Sendo um católico convicto, inclusive um irmão leigo da Ordem Terceira de São Francisco, com cujo hábito foi enterrado, se dedica a temas sagrados, entre suas obras sacras, estão na exposição no Museu de Arte Moderna de São Paulo “Ismael Nery – Feminino e masculino”, por exemplo, três pinturas sobre papel “Adão e Eva”, os óleos “Cabeça de Cristo” e “João Batista”; ao mesmo tempo não se exime de pintar figuras andróginas, relações sexuais explícitas entre pessoas do mesmo sexo e mesmo sexo grupal em um desenho onde nomeia os participantes: o casal Nery e seus amigos Jorge Burlamaqui, Antonio Bento, Murilo Mendes e outros. Seu Arlequim não é acompanhado da Colombina, mas de um homem.
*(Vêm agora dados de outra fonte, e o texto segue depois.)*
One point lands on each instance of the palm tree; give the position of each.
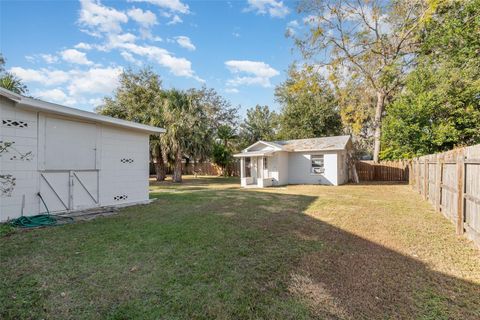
(226, 134)
(179, 121)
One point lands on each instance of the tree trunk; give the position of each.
(177, 170)
(378, 124)
(160, 165)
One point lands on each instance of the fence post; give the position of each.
(425, 179)
(439, 183)
(418, 175)
(460, 191)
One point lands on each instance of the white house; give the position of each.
(69, 158)
(302, 161)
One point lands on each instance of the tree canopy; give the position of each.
(440, 106)
(261, 123)
(309, 107)
(9, 81)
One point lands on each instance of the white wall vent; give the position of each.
(14, 123)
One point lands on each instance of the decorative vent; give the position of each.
(120, 197)
(14, 123)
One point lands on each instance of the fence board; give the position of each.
(383, 171)
(451, 182)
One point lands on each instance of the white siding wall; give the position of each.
(299, 169)
(342, 167)
(24, 171)
(128, 177)
(121, 158)
(278, 168)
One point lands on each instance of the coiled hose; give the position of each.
(40, 220)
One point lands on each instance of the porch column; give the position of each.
(261, 168)
(242, 167)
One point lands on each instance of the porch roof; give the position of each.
(254, 153)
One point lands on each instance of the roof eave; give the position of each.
(48, 107)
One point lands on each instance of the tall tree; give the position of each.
(309, 108)
(139, 97)
(260, 124)
(372, 41)
(183, 118)
(440, 106)
(10, 81)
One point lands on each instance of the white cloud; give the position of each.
(90, 81)
(232, 90)
(274, 8)
(75, 56)
(146, 18)
(98, 18)
(49, 58)
(250, 73)
(83, 45)
(44, 76)
(56, 95)
(185, 42)
(176, 19)
(178, 66)
(94, 80)
(130, 58)
(292, 27)
(172, 5)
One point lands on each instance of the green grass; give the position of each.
(206, 249)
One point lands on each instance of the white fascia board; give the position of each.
(48, 107)
(263, 142)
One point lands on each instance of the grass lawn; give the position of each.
(206, 249)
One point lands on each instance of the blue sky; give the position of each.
(71, 52)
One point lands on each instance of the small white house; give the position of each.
(302, 161)
(70, 158)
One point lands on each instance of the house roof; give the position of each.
(39, 105)
(315, 144)
(253, 153)
(298, 145)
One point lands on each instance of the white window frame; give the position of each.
(317, 168)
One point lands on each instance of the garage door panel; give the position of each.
(54, 189)
(85, 189)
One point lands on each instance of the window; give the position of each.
(318, 166)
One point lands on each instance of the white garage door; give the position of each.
(69, 190)
(70, 145)
(70, 179)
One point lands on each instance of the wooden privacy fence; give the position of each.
(450, 181)
(382, 171)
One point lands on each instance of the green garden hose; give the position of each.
(40, 220)
(34, 221)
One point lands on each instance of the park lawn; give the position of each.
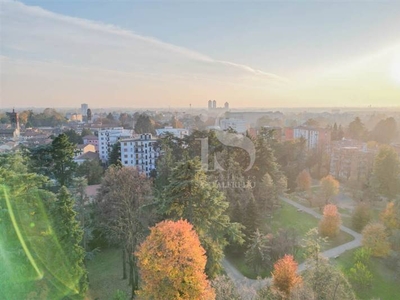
(384, 284)
(288, 217)
(105, 275)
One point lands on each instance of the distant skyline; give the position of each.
(176, 53)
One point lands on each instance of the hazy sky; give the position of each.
(176, 53)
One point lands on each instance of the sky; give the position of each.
(176, 53)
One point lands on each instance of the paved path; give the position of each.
(239, 279)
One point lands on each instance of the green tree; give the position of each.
(92, 170)
(190, 196)
(360, 276)
(361, 216)
(329, 188)
(386, 173)
(62, 154)
(375, 237)
(70, 235)
(385, 131)
(225, 288)
(258, 253)
(320, 277)
(125, 212)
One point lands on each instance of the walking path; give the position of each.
(239, 279)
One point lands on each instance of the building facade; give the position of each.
(177, 132)
(141, 152)
(240, 126)
(84, 108)
(108, 137)
(315, 137)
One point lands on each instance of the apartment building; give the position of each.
(315, 137)
(108, 137)
(141, 152)
(177, 132)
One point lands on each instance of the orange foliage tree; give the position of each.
(171, 263)
(303, 181)
(284, 276)
(375, 237)
(329, 225)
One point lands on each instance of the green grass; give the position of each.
(105, 275)
(384, 286)
(288, 217)
(238, 261)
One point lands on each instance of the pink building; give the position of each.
(93, 140)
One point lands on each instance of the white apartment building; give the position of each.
(177, 132)
(140, 152)
(315, 137)
(240, 126)
(108, 137)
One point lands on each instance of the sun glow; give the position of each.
(395, 69)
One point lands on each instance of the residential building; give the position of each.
(140, 152)
(108, 137)
(91, 139)
(238, 125)
(84, 108)
(90, 155)
(177, 132)
(316, 138)
(82, 149)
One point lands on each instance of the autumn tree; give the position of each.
(386, 173)
(322, 279)
(361, 216)
(284, 276)
(190, 196)
(375, 237)
(304, 181)
(124, 209)
(329, 225)
(329, 187)
(171, 262)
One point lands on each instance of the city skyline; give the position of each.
(64, 55)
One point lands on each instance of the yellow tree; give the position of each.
(329, 225)
(374, 236)
(329, 187)
(284, 275)
(171, 263)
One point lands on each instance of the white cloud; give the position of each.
(42, 45)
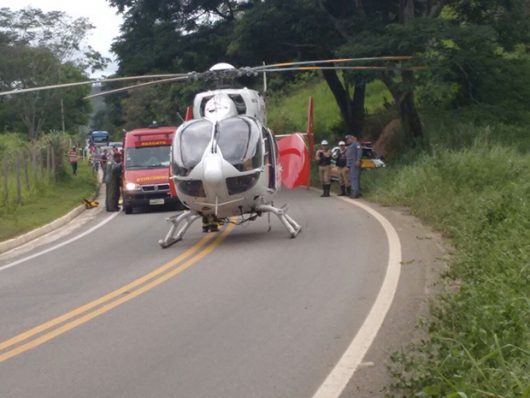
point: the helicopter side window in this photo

É ou não é uma contradição para um irmão leigo da Ordem Terceira de São Francisco? Além disso, ele e a mulher eram conhecidos pela sua beleza física. No curto tempo de sua vida pintou inúmeros autorretratos com Adalgisa em que exercia o prazer em tornar ambígua a identidade de um e de outro num narcisismo muito claro, nada a ver com um autorretrato de Rembrandt velho e pobre. Defendia ardentemente suas convicções religiosas em rodas de discussões com intelectuais e, grande dançarino, se exibia em performances.
Tendo exercido seu trabalho em consonância com diferentes correntes artísticas, é possível apontar para uma onde Ismael tenha parecido mais exitoso ou, ao menos, mais à vontade?
Sua obra é uma experiência contínua, e exercita diferentes linguagens simultaneamente. Os nus expressivos e as conhecidas chaggallianas, a partir de 1927, são momentos elevados desses exercícios. As experiências com a paleta azul escuro e negro são também obras que se destacam.
“Seu Alerquim não é acompanhado da Colombina, mas de um homem. É ou não é uma contradição para um irmão leigo da Ordem Terceira de São Francisco?”
De que maneira Ismael Nery está presente na arte contemporânea brasileira? É possível apontar artistas que ele tenha influenciado?
A obra de Ismael Nery foi salva, em grande parte, pelo amigo Murilo Mendes, que pagava uma empregada para, ao final de cada dia retirar do lixo tudo que ele jogava fora, e lhe entregasse. O poeta guardou essa porção muito representativa de seu trabalho e entregou à viúva depois de sua morte em 6 de abril de 1934. Durante a vida realizou pouquíssimas exposições individuais — todas mal recebidas pelo público e pela crítica, com raras exceções. Sua primeira retrospectiva foi realizada pelo marchand Franco Terranova, na Petite Galérie, no Rio de Janeiro, em 1966, portanto 32 anos depois de sua morte. Durante esse período, salvo para pouquíssimos colecionadores e artistas, Ismael Nery era desconhecido do público. O primeiro livro importante sobre sua obra foi publicado com texto do amigo Antonio Bento, em 1973, quase 40 anos depois de seu desaparecimento. Assim ficou difícil ele influenciar artistas. Sua presença é uma lição permanente da coragem de caminhar sozinho e sobretudo não hesitar em experimentar as linguagens mais recentes de seu tempo. Hoje, é trivial discutir as questões de gênero e de raça, mas qual dos “modernistas” brasileiros se atreveria a pintar, em 1928, uma mulher branca nua sendo abraçada por um negro?